Get Fuzzy with LEVENSHTEIN
Discovered a super handy Postgres extension tonight: fuzzystrmatch
. This lil cutie is a real godsend when dealing with potentially crummy user input, such as, oh say, for a Rails project where you’re requiring your less-than-tech-savvy relatives and future inlaws to input their email address in order to access your wedding website. Note: said website is badass, built-from-scratch, and open source.
Here’s a visual:
Imagining that scenario, one might be concerned about poor conversion due to typos, misspellings, or any other of the myriad problems that plague “uncontrolled” user input. And extra sadly, poor conversion here translates to a sparsely attended wedding and future full of angry inlaws… no bueno.
Enter fuzzystrmatch
. Adding this extension to your Postgres database gives you some super handy fuzzy string matching functions, my favorite of which so far is levenshtein
. levenshtein
calculates the difference between two strings, aka the “edit distance”, and it’s based on this metric named after this guy.
You can use it to make some extra forgiving ActiveRecord queries, as laid out below.
> User.find_by('levenshtein(lower(email), lower(?)) <= 3', 'test@email.c')
=> #<User id: 1, email: "test@email.com">
> User.find_by('levenshtein(lower(email), lower(?)) <= 3', 'TEST@EMAILCOM')
=> #<User id: 1, email: "test@email.com">
> User.find_by('levenshtein(lower(email), lower(?)) <= 3', ' test@email.com ')
=> #<User id: 1, email: "test@email.com">
> User.find_by('levenshtein(lower(email), lower(?)) <= 3', 'test@@email.com')
=> #<User id: 1, email: "test@email.com">
> User.find_by('levenshtein(lower(email), lower(?)) <= 3', 'teste@mail.com')
=> #<User id: 1, email: "test@email.com">
I’m using it to make it extra easy for folks to log in, provided they can at least remember their own email within a 3 character margin of error. Here’s hoping.

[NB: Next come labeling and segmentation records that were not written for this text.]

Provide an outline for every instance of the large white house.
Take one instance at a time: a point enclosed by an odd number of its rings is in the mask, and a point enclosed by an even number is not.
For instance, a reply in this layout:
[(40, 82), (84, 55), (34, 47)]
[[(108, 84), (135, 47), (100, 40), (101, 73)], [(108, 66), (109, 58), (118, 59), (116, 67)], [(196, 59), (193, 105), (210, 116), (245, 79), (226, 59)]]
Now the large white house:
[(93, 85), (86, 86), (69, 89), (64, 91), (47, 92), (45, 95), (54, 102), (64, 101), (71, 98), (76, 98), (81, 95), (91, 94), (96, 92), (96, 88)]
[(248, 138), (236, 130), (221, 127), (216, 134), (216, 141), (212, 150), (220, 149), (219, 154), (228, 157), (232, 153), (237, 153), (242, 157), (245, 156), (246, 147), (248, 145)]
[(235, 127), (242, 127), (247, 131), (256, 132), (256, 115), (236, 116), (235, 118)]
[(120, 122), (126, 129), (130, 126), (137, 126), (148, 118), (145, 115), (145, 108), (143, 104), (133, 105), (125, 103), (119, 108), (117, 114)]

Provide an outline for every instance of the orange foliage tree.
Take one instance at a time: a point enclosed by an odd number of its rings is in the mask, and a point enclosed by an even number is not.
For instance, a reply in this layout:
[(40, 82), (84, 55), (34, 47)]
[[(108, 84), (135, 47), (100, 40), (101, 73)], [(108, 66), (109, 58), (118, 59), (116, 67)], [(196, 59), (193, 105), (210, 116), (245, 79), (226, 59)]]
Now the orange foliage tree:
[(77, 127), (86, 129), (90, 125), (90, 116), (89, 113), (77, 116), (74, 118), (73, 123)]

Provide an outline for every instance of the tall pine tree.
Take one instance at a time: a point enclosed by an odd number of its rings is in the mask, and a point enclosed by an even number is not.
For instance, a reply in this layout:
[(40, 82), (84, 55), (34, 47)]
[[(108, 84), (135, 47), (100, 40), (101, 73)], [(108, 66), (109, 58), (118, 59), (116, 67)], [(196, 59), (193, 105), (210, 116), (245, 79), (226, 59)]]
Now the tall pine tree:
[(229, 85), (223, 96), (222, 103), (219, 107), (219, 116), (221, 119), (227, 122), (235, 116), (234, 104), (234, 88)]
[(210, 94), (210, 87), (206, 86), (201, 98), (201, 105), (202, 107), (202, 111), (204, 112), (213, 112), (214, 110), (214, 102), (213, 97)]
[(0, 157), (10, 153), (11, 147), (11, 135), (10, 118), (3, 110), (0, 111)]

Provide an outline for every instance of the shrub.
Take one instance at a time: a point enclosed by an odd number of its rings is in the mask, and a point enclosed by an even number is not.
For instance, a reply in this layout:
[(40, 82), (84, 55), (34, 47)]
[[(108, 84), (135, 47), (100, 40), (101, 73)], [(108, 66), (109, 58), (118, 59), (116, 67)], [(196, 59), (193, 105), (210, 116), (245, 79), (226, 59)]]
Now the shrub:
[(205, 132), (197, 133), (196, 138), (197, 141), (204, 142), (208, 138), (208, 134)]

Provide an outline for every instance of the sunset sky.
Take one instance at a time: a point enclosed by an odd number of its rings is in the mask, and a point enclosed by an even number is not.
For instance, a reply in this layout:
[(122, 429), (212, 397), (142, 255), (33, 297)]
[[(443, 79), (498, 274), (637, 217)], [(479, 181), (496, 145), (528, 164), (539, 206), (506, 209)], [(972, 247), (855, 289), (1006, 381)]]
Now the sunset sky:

Super Basic Implementation:
Add migrations
class CreateUsers < ActiveRecord::Migration
def change
create_table :users do |t|
t.string :email, null: false, default: ""
end
end
end
class EnableFuzzystrmatchExtension < ActiveRecord::Migration
def change
enable_extension 'fuzzystrmatch'
end
end
Add class method on model
class User < ActiveRecord::Base
def self.fuzzy_match(email)
find_by('levenshtein(lower(email), lower(?)) <= 3', email.strip)
end
end
Query from controller action
class SessionsController < ApplicationController
def create
user = User.fuzzy_match(user_params[:email])
if user
# login user
else
# redirect with flash error
end
end
private
def user_params
params.require(:user).permit(:email)
end
end